Avukatlar dün anadilde savunma başta olmak üzere talepler hakkındaki görüşlerini dile getirdiler. Bugün de iddianamenin eleştirisini yapacaklar ve bunun neden bir basın davası olduğunu anlatan savunmalarını dile getirecekler.
Duruşmada ilk olarak söz alan Avukat Hüseyin Boğatekin, dosyada hukuka aykırı delillerin bulunduğunu belirterek müvekkillerinin beraat etmesi gerektiğini söyledi. benzeri davalarda gizli tanık ifadesiyle yüzlerce kişinin tutuklu bulunduğunu söyledi.
"Ana akım için normal, Kürt basını için suç"
Ardından söz alan Avukat Ercan Kanar da bu davanın basın tarihi için kara bir leke olduğunu söyledi.
"Bu tür davalar, bir 'devlet basını' istendiğinin kanıtıdır. Nazi döneminde de böyle olmuştu. bu iddianame siyasi ve konjonktürel bir belgedir, geri alınması gerekiyor. İddianameye egemen olan mantığa göre, demokratik özerlik, hidroelektrik santralleri (HES) ve barışla ilgili haberler suç kapsamına alınıyor. Sivil Cuma haberleri ana akım medyada suç teşkil etmiyorken Kürt basını için örgütsel faaliyet olarak değerlendiriliyor."
"Türk halkının da haber alma hakkı engelleniyor. İddianamede sözde Kürdistan, sözde muhalefet, Kürt halkının sözde geleceği kavramı kullanarak dalga geçiliyor, savcı halkı aşağılıyor."
"Ana akım medya için normal olan her şey Kürt basını açısından suç oluyor.

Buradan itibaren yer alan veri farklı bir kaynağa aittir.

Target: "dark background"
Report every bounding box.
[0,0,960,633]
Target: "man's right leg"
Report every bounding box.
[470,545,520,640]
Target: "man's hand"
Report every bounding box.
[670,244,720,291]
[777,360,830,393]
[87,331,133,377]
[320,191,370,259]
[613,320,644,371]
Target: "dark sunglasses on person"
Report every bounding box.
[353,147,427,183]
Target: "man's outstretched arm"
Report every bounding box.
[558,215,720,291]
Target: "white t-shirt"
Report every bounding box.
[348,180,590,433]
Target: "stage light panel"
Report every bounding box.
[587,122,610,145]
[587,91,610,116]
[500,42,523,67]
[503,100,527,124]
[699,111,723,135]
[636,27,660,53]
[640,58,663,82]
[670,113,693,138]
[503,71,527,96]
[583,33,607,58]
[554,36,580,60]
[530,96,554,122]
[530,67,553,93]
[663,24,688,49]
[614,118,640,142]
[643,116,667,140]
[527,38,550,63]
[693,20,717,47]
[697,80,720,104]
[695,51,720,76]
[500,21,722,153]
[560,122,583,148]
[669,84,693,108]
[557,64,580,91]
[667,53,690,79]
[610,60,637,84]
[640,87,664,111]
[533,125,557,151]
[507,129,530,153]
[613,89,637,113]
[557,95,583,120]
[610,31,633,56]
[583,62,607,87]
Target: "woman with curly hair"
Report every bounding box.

Bu iddianamenin şoven, ayrımcı, siyasi olduğunu söyleyerek reddini talep ediyorum. Bu davalar Kürt sorununun demokratik barışçıl yöntemlerine karşı açılmış davalar. Oslo süreci devam etse bu davalar açılır mıydı?"
Avukatlara kızdı, duruşmayı bitirdi
Avukat Eren Keskin de Pozantı Cezaevi haberinin, Roboski katliamı haberinin buradaki gazeteciler tarafından yapıldığını, ardından tüm medyada tartışıldığını belirtti. İddianamede "suç" olarak değerlendirilen haberler için de "Büyük paralarla değil büyük cesaretle yapılan haberler" dedi.

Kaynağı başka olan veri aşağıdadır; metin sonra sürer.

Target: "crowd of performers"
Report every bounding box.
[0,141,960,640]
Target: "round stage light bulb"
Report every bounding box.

Avukat Baran Doğan dünkü konuşmasının ardından tekrar söz almak isteyince mahkeme başkanı Alçık izin vermedi.
Avukat Doğan'a söz hakkı vermeyen Mahkeme Başkanı Alçık, "10 defa söz verilmez. İki kez aynı konuda söz verdim" dedi. Bu sözlerin üzerine avukat Doğan, "Usul yönünden başka bir konuya değineceğim" diye yanıt verdi. Mahkeme başkanı ise, "Her gün söz hakkı mı olur? Hayret bir şey" dedi.
Davanın başka bir avukatı Davut Erkan araya girerek, "Biz aramızda iş bölümü yaptık. Baran Doğan usule ilişkin taleplerde bulunmaya devam edecektir. İzin verilmiyorsa bunun gerekçesini söyleyin" dedi.

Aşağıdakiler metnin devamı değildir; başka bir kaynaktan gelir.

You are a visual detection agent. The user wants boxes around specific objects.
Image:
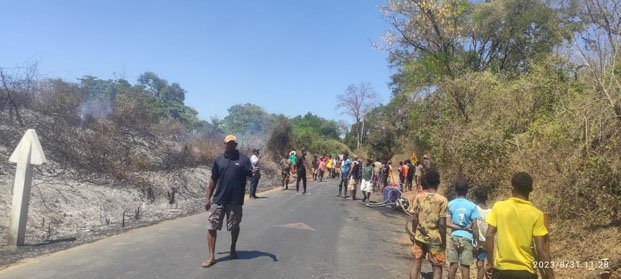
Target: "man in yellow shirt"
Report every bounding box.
[485,172,554,279]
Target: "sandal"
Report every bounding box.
[201,261,216,268]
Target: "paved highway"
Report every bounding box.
[0,180,428,279]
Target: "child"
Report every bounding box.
[399,161,407,192]
[342,156,361,201]
[474,188,492,279]
[319,160,326,182]
[447,181,479,279]
[485,172,554,279]
[360,159,375,202]
[410,170,448,279]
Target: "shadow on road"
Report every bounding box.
[24,237,76,246]
[218,250,278,262]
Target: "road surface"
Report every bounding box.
[0,180,432,279]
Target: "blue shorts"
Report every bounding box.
[474,248,487,261]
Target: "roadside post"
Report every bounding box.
[8,129,47,246]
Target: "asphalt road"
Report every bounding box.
[0,180,428,279]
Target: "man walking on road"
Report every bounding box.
[249,148,261,199]
[201,135,253,268]
[295,149,306,194]
[485,172,554,279]
[410,170,449,279]
[311,155,319,181]
[280,157,291,190]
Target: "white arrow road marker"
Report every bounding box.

Söz hakkı vermeyeceğini belirten başkan, "Kararımızı verdik. İtirazınız varsa gidersiniz. Düzene uymazsanız ara veririz" diye konuştu. Başkanın bu konuşması sırasında salonda bulunan bir avukat, "Bize bağırmayın" diye tepki gösterdi. Başkan Alçık ise " Bağıran yok" diye çıkıştı.
Avukatların sözleri de tutanağa geçirilmedi. Bu tartışmanın ardından mahkeme heyeti ara vererek salondan ayrıldı. Duruşma yarın devam edecek.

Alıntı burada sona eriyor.